Такое было впечатление у Петра Григорьевича, что прекрасно Гурген знал, что от него хочет этот таинственный Семен Александрович. Знал и явно чего-то боялся…

Ну что ж, надо позвонить. Попытка – не пытка. Он набрал данный ему доктором номер.

– Ну, – нетерпеливо рявкнул кто-то в трубку, – кто там?

– Семен Александрович?

– Я, я.

– Это пациент Гургена Ашотовича Петр Григорьевич.

– А? Какой пациент? Гургена? А, да, да. Конечно. И что же вам, простите, нужно от меня?

– Прощать вас пока еще не за что. Из слов Гургена Ашотовича я понял, что это не я вами интересуюсь, а вы – мною.

– Что? Я? А, да, да. Конечно. Простите. Я, знаете, когда работаю, вообще перестаю что-либо соображать. Хотя, если честно, и когда не работаю, тоже мало что понимаю. Да-да, так мы о чем?

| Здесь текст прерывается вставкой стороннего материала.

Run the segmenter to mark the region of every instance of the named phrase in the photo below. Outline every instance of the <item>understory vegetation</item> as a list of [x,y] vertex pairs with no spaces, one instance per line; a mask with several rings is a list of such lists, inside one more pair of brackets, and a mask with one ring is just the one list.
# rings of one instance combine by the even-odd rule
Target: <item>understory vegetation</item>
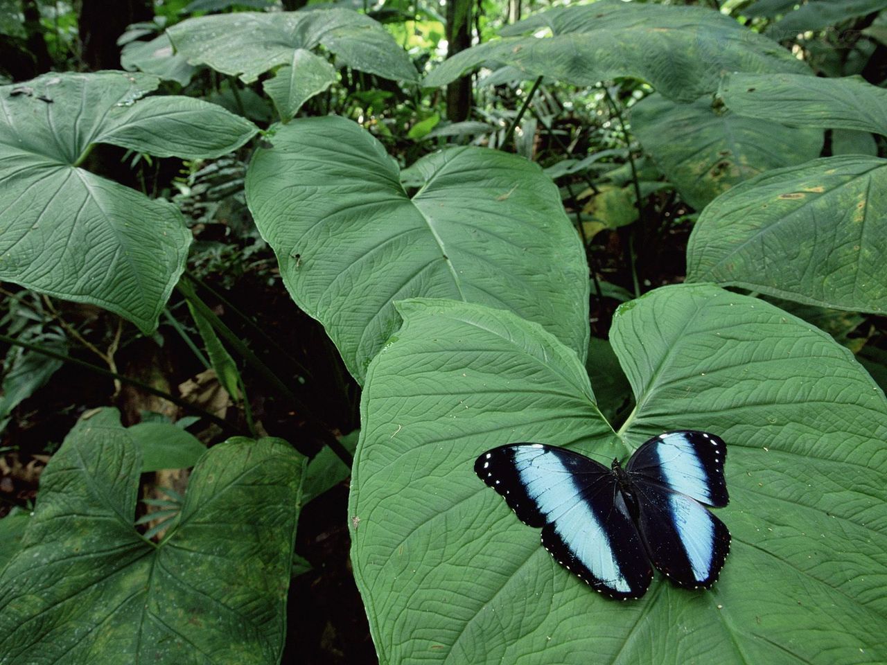
[[[887,661],[887,2],[0,0],[0,665]],[[479,481],[729,450],[710,591]]]

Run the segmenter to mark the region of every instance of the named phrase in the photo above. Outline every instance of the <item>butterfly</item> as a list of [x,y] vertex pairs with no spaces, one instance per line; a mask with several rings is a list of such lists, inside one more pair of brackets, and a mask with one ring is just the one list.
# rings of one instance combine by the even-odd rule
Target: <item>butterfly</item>
[[542,528],[542,545],[558,563],[626,600],[644,595],[654,566],[685,589],[710,589],[718,579],[730,532],[705,506],[729,501],[726,458],[719,437],[679,430],[645,442],[624,467],[515,443],[481,455],[475,473],[521,521]]

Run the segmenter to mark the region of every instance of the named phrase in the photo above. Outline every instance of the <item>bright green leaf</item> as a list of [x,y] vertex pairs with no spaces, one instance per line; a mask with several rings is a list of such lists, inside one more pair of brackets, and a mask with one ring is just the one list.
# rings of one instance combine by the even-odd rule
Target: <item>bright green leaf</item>
[[[626,303],[610,340],[637,408],[617,439],[576,356],[538,325],[444,301],[400,308],[367,373],[349,507],[381,662],[887,659],[887,401],[827,334],[710,286]],[[473,470],[500,444],[608,461],[682,427],[729,448],[718,515],[733,552],[710,591],[659,576],[638,601],[590,592]]]
[[169,203],[77,165],[94,143],[212,157],[257,131],[206,102],[141,99],[159,82],[99,72],[0,87],[0,279],[156,327],[191,232]]
[[0,578],[0,661],[277,665],[303,462],[279,439],[214,447],[156,544],[133,527],[131,437],[82,421]]
[[697,210],[763,171],[816,159],[823,140],[822,129],[718,113],[710,97],[676,104],[650,95],[632,108],[632,128],[684,200]]
[[172,423],[139,423],[127,433],[142,452],[142,473],[186,469],[207,451],[197,438]]
[[247,174],[249,208],[290,295],[358,380],[399,325],[394,301],[423,295],[513,309],[585,358],[585,254],[536,164],[436,153],[411,167],[423,183],[411,198],[395,160],[344,118],[300,118],[271,142]]
[[148,42],[130,42],[121,51],[120,64],[130,72],[138,69],[183,86],[190,83],[194,74],[194,67],[172,52],[172,43],[166,33]]
[[296,49],[289,64],[277,70],[262,87],[274,101],[280,120],[288,121],[302,105],[338,80],[335,67],[310,51]]
[[[245,83],[280,65],[294,51],[323,46],[341,65],[396,81],[415,81],[416,68],[385,28],[345,9],[310,12],[239,12],[188,19],[167,30],[176,51],[192,65],[208,65]],[[310,60],[310,75],[317,76]],[[298,75],[298,70],[292,74]]]
[[767,123],[887,136],[887,90],[858,76],[733,74],[725,77],[720,95],[734,113]]
[[543,29],[553,36],[506,37],[460,51],[422,85],[436,88],[494,62],[516,67],[528,79],[544,75],[580,86],[631,76],[669,98],[691,102],[718,90],[725,71],[809,71],[774,42],[702,7],[602,0],[541,12],[502,35]]
[[711,202],[688,281],[837,309],[887,312],[887,160],[828,157],[758,176]]

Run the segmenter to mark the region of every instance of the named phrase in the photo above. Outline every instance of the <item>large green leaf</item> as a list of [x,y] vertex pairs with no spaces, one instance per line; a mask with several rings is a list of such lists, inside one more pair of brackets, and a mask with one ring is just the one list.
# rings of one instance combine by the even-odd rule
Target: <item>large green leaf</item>
[[632,129],[684,200],[697,210],[763,171],[816,159],[823,140],[821,129],[765,123],[715,110],[710,97],[677,104],[655,93],[632,107]]
[[366,366],[415,296],[483,302],[542,324],[585,358],[588,271],[557,188],[535,164],[476,147],[400,169],[338,117],[278,129],[247,173],[247,200],[296,304],[318,319],[349,371]]
[[887,160],[828,157],[721,195],[687,248],[689,281],[837,309],[887,312]]
[[733,74],[720,95],[732,111],[767,122],[887,136],[887,90],[858,76]]
[[190,83],[194,74],[194,67],[181,55],[173,53],[166,33],[147,42],[130,42],[121,51],[120,64],[124,69],[139,69],[179,85]]
[[394,37],[368,16],[345,9],[239,12],[189,19],[168,29],[177,52],[247,83],[280,67],[265,83],[288,120],[309,98],[335,82],[335,69],[311,49],[323,46],[342,65],[396,81],[416,68]]
[[214,447],[156,544],[133,527],[138,449],[94,420],[47,466],[0,577],[0,662],[277,665],[303,458],[279,439]]
[[[352,561],[386,663],[883,662],[887,401],[852,356],[710,286],[624,305],[610,340],[637,408],[618,435],[576,356],[508,312],[400,305],[370,365],[351,481]],[[663,430],[727,442],[733,552],[710,591],[657,577],[589,591],[474,473],[499,444],[604,461]]]
[[540,12],[502,34],[541,29],[550,29],[553,36],[511,37],[460,51],[422,84],[444,85],[497,62],[528,78],[544,75],[574,85],[632,76],[669,98],[692,102],[717,90],[725,71],[809,71],[774,42],[701,7],[602,0]]
[[99,72],[0,87],[0,279],[100,305],[145,332],[156,327],[191,233],[174,206],[79,163],[96,143],[216,157],[257,131],[197,99],[140,99],[159,82]]
[[857,16],[887,8],[887,0],[811,0],[789,12],[767,27],[767,35],[780,41],[794,39],[799,33],[820,30]]

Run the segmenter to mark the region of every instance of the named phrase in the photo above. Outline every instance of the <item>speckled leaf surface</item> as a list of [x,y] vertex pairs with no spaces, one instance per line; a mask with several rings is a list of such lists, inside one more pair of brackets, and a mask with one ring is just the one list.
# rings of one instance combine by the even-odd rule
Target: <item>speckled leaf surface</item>
[[887,90],[860,76],[734,74],[720,95],[733,111],[770,122],[887,136]]
[[852,155],[762,174],[711,202],[689,281],[810,305],[887,312],[887,160]]
[[99,72],[0,87],[0,280],[156,327],[184,268],[184,220],[167,201],[77,165],[95,143],[216,157],[257,131],[207,102],[141,98],[159,82]]
[[[576,356],[513,314],[399,305],[370,365],[352,561],[386,663],[879,662],[887,658],[887,401],[831,338],[706,285],[624,305],[637,408],[615,434]],[[732,553],[710,591],[589,591],[474,473],[497,445],[598,459],[663,430],[723,436]],[[591,660],[590,660],[591,659]]]
[[794,39],[798,33],[807,30],[820,30],[843,23],[857,16],[865,16],[874,12],[887,9],[887,0],[810,0],[800,4],[793,12],[786,12],[780,20],[767,27],[767,35],[773,39]]
[[[323,46],[341,64],[396,81],[415,81],[416,68],[394,37],[368,16],[345,9],[238,12],[188,19],[167,30],[176,51],[247,83],[281,65],[294,51]],[[313,75],[313,72],[312,72]]]
[[52,457],[0,577],[0,663],[277,665],[303,458],[279,439],[215,446],[156,544],[133,527],[137,448],[96,419]]
[[684,200],[697,210],[763,171],[816,159],[824,135],[822,129],[718,113],[710,97],[678,104],[656,93],[632,107],[632,129]]
[[[542,29],[552,36],[507,36]],[[539,12],[502,35],[448,59],[422,85],[441,86],[494,62],[528,78],[581,86],[631,76],[669,98],[691,102],[717,90],[725,71],[809,72],[776,43],[702,7],[602,0]]]
[[459,147],[412,168],[344,118],[297,119],[256,152],[247,200],[296,304],[362,380],[400,325],[393,302],[446,297],[516,311],[583,359],[585,254],[557,188],[514,155]]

– Это я у вас хотел узнать.

– Сейчас сосредоточусь, старый осел…

– Это вы обо мне?

– О себе. Всё, я вернулся в наше измерение. Вас, если я правильно запомнил, Петром Григорьевичем звать?

– Совершенно верно.

– Ну что ж, если вы выделите мне толику вашего драгоценного времени, у нас может состояться ин-те-е-ресный разговор. Хотя предупреждаю вас заранее, что, скорее всего, вы решите, что перед вами клинический идиот. Что, если честно, может быть и не так уж далеко от истины.

– А все-таки о чем…

– Это, Григорий Петрович…

– С вашего разрешения, Петр Григорьевич.

– Простите, не хотел вас обидеть. Я хотел сказать, что это не совсем телефонный разговор. Когда вам Гурген окончательный диагноз поставил?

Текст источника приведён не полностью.